La columna de opinión se desplaza, por lo general, en el mundo de la coyuntura. Tiene en la reflexión de lo local su insumo y alimento. Sin embargo a veces es necesario distanciarse un poco de lo cotidiano para ver con detalle asuntos grávidos. Y uno de ellos es el financiamiento de campaña, que atañe a los partidos políticos y, por extensión, a los gobiernos cuando uno de aquellos triunfa en la lid electoral.
En los últimos días estamos viendo el drama que acontece en Venezuela. La situación de abuso contra los opositores ha llegado a niveles que no nos pueden ser indiferentes. Asesinatos, secuestros, separación de familias, hostigamiento laboral,  cárcel en condiciones infrahumanas, son parte de un día a día venezolano que pronto superará lo descrito por Mario Vargas Llosa en  la mejor novela de este siglo, La Fiesta del Chivo.
Sin embargo el drama torna en doble porque hay silencio de los que deben hablar. Hay una complicidad en la mayoría de presidentes de América Latina que han optado por permanecer callados cuando juntos deberían dar un grito llamando la atención. La historia de nuestro continente está llena de abusos que se pensaron superados como para admitir su renacimiento. Y Venezuela es hoy el estandarte del desprecio por los derechos humanos, con el agregado vergonzante de la complicidad silente de los mandamases latinoamericanos.
¿Debemos aventurar el porqué de este silencio? Pues sí, las circunstancias lo exigen. Las últimas campañas en América del Sur fueron sazonadas por dinero proveniente de los altos precios del petróleo de los que gozaba Venezuela. Acusaciones diversas de financiamiento extranjero de campaña se dieron en todos los países aliados de Hugo Chávez. Desde Correa en Ecuador hasta Humala en Perú, pasando por los presidentes actuales de Argentina, Brasil y Bolivia, todos fueron acusados por la prensa de haber sido financiados con dinero venezolano. Y por esas cosas de la casualidad, son estos mandamases los que hoy callan ante los abusos que comete Nicolás Maduro contra su propio pueblo.

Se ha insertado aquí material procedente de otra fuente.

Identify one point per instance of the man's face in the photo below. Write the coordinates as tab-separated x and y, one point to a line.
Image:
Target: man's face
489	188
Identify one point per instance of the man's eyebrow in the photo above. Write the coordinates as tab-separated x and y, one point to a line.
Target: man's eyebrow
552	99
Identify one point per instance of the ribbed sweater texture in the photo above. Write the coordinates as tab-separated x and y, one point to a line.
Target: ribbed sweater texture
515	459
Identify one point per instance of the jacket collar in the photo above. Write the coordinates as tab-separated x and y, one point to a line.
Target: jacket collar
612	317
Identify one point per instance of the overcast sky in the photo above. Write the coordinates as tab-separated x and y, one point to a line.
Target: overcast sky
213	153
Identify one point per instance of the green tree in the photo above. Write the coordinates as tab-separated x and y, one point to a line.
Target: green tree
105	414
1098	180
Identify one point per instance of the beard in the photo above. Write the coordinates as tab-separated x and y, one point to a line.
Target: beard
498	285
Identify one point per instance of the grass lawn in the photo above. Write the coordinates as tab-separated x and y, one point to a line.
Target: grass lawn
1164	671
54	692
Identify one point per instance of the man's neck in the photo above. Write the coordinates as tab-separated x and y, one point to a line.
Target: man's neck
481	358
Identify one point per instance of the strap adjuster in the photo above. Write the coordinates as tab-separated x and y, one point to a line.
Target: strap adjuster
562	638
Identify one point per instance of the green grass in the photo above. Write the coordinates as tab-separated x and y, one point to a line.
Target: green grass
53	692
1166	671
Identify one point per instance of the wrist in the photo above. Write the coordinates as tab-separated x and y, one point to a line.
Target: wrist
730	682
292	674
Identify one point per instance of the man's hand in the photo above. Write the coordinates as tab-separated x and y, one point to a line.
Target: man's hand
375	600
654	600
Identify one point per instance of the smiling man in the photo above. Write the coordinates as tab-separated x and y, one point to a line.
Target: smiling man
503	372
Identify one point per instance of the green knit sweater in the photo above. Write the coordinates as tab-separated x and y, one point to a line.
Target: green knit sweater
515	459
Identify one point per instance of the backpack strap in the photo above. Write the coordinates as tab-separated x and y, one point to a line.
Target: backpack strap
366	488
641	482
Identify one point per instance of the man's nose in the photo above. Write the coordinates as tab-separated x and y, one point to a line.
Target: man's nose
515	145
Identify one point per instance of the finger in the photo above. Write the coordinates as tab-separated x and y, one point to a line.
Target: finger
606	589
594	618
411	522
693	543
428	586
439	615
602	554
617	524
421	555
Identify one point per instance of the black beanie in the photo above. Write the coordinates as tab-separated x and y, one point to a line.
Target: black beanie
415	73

En ese sentido no debemos olvidar la forma como Nicolás Maduro, de manera atrevida, le pidió al presidente Humala que cambiara a nuestro Canciller Rafael Roncagliolo. Lo hizo porque este último pidió tolerancia y diálogo para con la oposición venezolana. De manera poco digna, en esa oportunidad, el presidente Humala se quedó callado.
¿11 millones de soles es el precio de los derechos humanos? No quiero ni pensarlo. Sería penoso que así fuera. Lo que sí creo es que nuestro país es heredero de una tradición de defensa de los derechos humanos que con su actitud el gobierno del presidente Humala no está honrando.